QIARTERLY REPORT

Tegna 2Q Media Segment Rev Climbs 10%

The increase is attributed to gains in retrans, online and political ad money, the last of which was up 273% to $10.2 million.

Tegna this morning released second quarter results that included Media Segment revenues that were up 10% in the quarter to $459 million, driven by double-digit increases in retransmission revenues and online revenues and bolstered by $10.2 million of political advertising.

Media Segment 2Q revenue broken down by category:

  • Core (local and national) was down 0.6% to $267 million.
  • Political grew 273.1% to $10.2 million.
  • Retrans increased 33.2% to $146 million.
  • Online rose 11.9% to $32 million.

Media Segment operating expenses were $279.4 million compared to $239 million in the second quarter of 2015. The increase was due primarily to higher programming fees, continued investment in growth initiatives and a $6.9 million charge related to an early retirement program.

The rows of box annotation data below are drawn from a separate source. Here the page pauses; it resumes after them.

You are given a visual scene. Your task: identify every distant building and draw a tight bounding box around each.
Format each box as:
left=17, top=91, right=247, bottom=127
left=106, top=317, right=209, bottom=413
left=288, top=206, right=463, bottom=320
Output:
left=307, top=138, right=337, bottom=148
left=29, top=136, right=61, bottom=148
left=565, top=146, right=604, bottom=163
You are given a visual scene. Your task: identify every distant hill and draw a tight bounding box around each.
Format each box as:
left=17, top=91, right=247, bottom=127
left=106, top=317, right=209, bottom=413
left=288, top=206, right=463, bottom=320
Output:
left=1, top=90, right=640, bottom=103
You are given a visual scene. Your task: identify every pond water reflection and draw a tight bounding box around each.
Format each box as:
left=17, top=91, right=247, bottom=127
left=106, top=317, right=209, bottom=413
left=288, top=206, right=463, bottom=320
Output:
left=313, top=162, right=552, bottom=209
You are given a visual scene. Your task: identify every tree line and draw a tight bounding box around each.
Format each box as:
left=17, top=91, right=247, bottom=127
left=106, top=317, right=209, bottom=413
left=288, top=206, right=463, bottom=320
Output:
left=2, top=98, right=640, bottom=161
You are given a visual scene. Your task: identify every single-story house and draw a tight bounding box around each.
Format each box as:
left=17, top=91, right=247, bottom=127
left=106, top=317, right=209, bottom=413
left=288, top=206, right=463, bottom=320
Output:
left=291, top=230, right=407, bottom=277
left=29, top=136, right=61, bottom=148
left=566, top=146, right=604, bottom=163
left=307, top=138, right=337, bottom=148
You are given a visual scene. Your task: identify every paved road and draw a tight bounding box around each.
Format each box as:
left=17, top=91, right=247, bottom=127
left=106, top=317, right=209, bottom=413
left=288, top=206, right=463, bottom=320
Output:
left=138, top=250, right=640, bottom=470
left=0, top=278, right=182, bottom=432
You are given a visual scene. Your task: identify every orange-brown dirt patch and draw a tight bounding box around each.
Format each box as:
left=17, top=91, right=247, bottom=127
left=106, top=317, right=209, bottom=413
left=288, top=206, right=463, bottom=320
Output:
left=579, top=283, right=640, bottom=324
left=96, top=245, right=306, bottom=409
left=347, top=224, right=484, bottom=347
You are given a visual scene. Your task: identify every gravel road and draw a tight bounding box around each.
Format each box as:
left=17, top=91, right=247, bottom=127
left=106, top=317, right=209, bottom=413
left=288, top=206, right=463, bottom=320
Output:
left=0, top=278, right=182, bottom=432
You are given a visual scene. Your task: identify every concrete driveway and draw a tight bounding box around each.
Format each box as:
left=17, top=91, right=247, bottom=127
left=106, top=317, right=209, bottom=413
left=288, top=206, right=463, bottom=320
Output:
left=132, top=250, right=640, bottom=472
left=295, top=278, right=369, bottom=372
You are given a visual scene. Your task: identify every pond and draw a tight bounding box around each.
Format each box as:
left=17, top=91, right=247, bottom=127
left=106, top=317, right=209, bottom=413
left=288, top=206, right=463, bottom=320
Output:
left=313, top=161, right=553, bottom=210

Digital Segment 2Q revenue was up 3.9% to $352.8 million, driven by continued revenue growth at Cars.com of $8.4 million and a return to revenue growth at CareerBuilder with an increase of $4.7 million partially offset by the impact of the sale of Tegna’s PointRoll business in late 2015.

Gracia Martore, president-CEO, said: “We are pleased to have achieved strong performances across all of our businesses in the second quarter, which resulted in revenue growth of 7% and a substantial year-over-year increase in earnings per share. Continued growth in retransmission, political and digital revenues in the Media Segment drove segment growth of 10%.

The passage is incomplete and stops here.